A new report outlines how insurers must focus their AI efforts to achieve a return on investment (ROI).
“How Insurers Can Supercharge Their Strategy With AI,” by Boston Consulting Group (BCG), details how insurers should focus on high-level core functions first, with investments not only in technology but also in people and processes.
“Insurers need to avoid the temptation to spread scarce resources across multiple functions, which generally results in no initiatives gaining the backing or traction necessary to support strategic objectives,” the authors wrote.
That’s because focused objectives will lead to twice the ROI, according to BCG.
That means focusing on the applications that will have the most impact in the near term, which tend to be those that support processes where many employees perform standardized tasks or where a few specialized staff tackle mission-critical, data-heavy challenges.
These areas include underwriting, customer service, claims processing and sales.
While AI holds promise in other areas, such as marketing, product development and support functions, the report indicates the immediate profit and loss impact in these areas will be more limited, especially in the early stages of implementation.

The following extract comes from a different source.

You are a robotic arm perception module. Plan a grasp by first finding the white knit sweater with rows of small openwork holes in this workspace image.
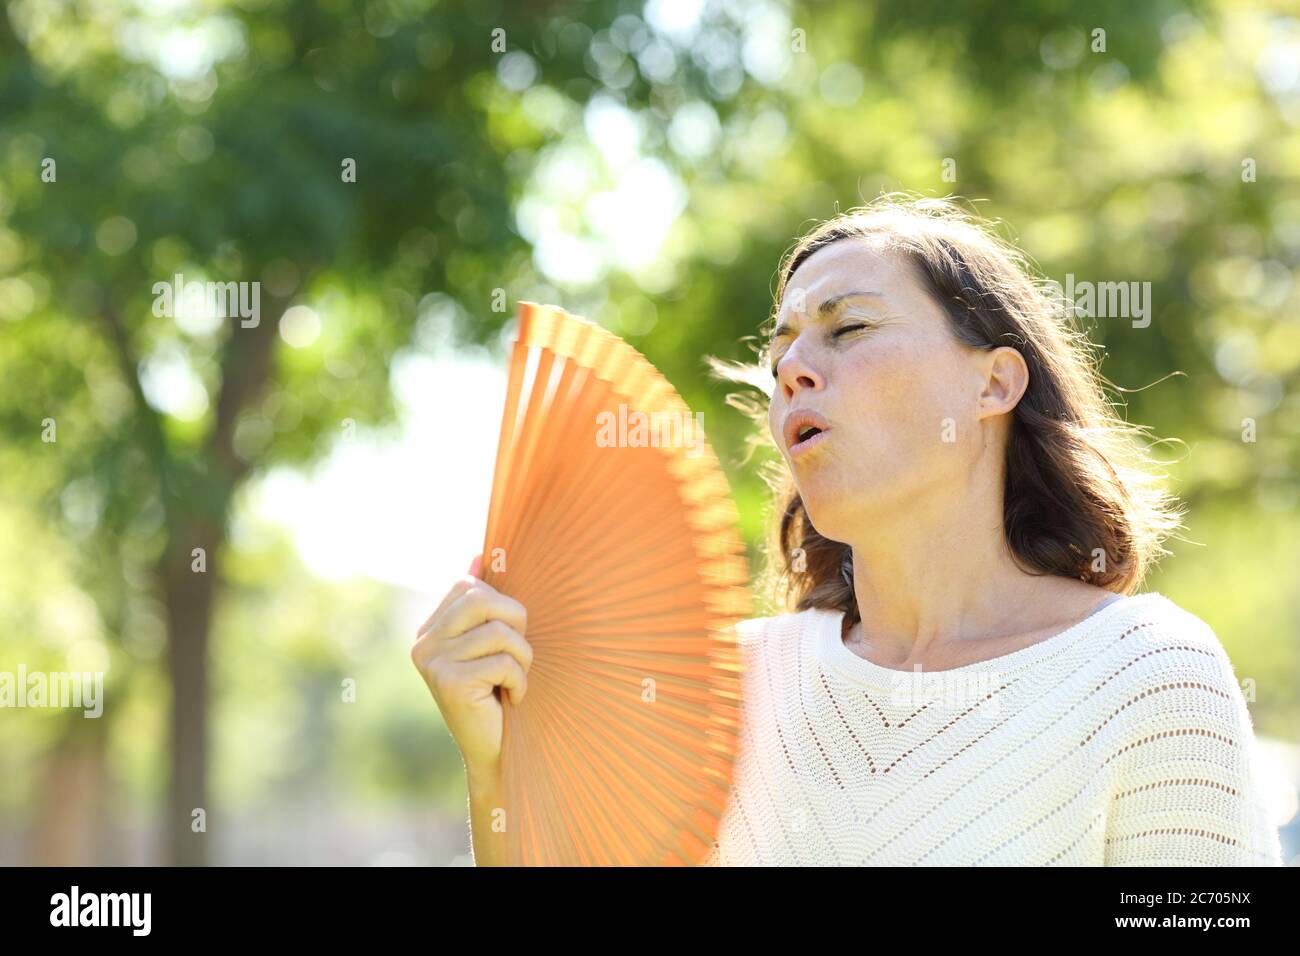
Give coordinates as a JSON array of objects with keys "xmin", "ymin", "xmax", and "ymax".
[{"xmin": 703, "ymin": 593, "xmax": 1282, "ymax": 866}]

With respect to underwriting, BCG’s AI work with U.S. and UK commercial P/C insurers indicates efficiency in complex lines of business can be improved by as much as 36 percent, by augmenting manual underwriting processes. A three percentage point loss-ratio improvement is also expected through better use of data and the ability to factor unstructured and previously inaccessible information into underwriting decisions.
Productivity gains of more than 30 percent have been seen through equipping P/C industry workers with AI tools.
In claims, AI standalone applications that automate first-notice-of-loss data extraction, document processing and smart triaging enhance efficiency and reduce manual workloads.
BCG is seeing cost reductions of up to 20 percent and increases in claims processing speed of as much as 50 percent.
A fully automated, end-to-end process redesign will embed AI across the entire journey for simpler claims, from data capture and triage to automated decision-making and settlement. Real-time resolution for up to 70 percent of simple claims will be realized, with operational costs reduced by 30-50 percent, while significantly improving customer satisfaction.
AI’s impact on insurance sales depends on the distribution model, according to BCG.
For direct writers, autonomous sales agents will play a key role, particularly in the upper stages of the sales funnel. AI-driven agents can process large volumes of unqualified leads, directing customers to the most suitable sales journey efficiently.
AI-assisted agents can deprioritize low-potential leads, enhancing conversion rates and reducing customer acquisition costs.
In agent- and broker-driven channels, AI can boost productivity by automating administrative tasks, preparing for and summarizing sales meetings, and making complex information and analysis more easily accessible.
Administrative tasks take up more than 50 percent of an agent’s or a broker’s time, according to BCG, limiting client engagement and business development opportunities.
In IT, AI’s use to test product migration has proven beneficial, cutting the time and cost to move from legacy to cloud-based architectures. Some basic IT support can also be automated.
Early adopters utilizing AI in IT will “gain (or regain) a competitive edge in innovation and delivery while curbing ever-increasing IT costs,” the authors wrote.
Two common mistakes seen when insurers begin the AI journey is not engaging employees early enough and declaring the success of AI projects too early.
Four of the top five challenges insurers cite in implementing AI are people-related: AI literacy, prioritizing opportunities, establishing ROI from identified opportunities, and reimagining workflows and implementing processes.
BCG recommends insurers devote 10 percent of available resources and effort to the algorithms, 20 percent to technology and data, and the balance to the human dimension.
In order to see results, the management team must realize the end result is operational transformation, with the new operating model dependent on cross-functional collaboration between the core functions and IT.
The focus and accountability will evolve over time, “from defining desired outcomes (the responsibility of the C-suite) to implementing and scaling up the technology (the CIO) to putting the necessary people, processes, and structures in place (business leaders) to making the functional transformation happen (the organization as a whole),” the authors stated, adding that “IT should be building reusable AI assets that align with the overall strategic road map. The tech function needs to manage and maintain assets, platforms, and an ecosystem of partnerships (avoiding early lock-in effects).”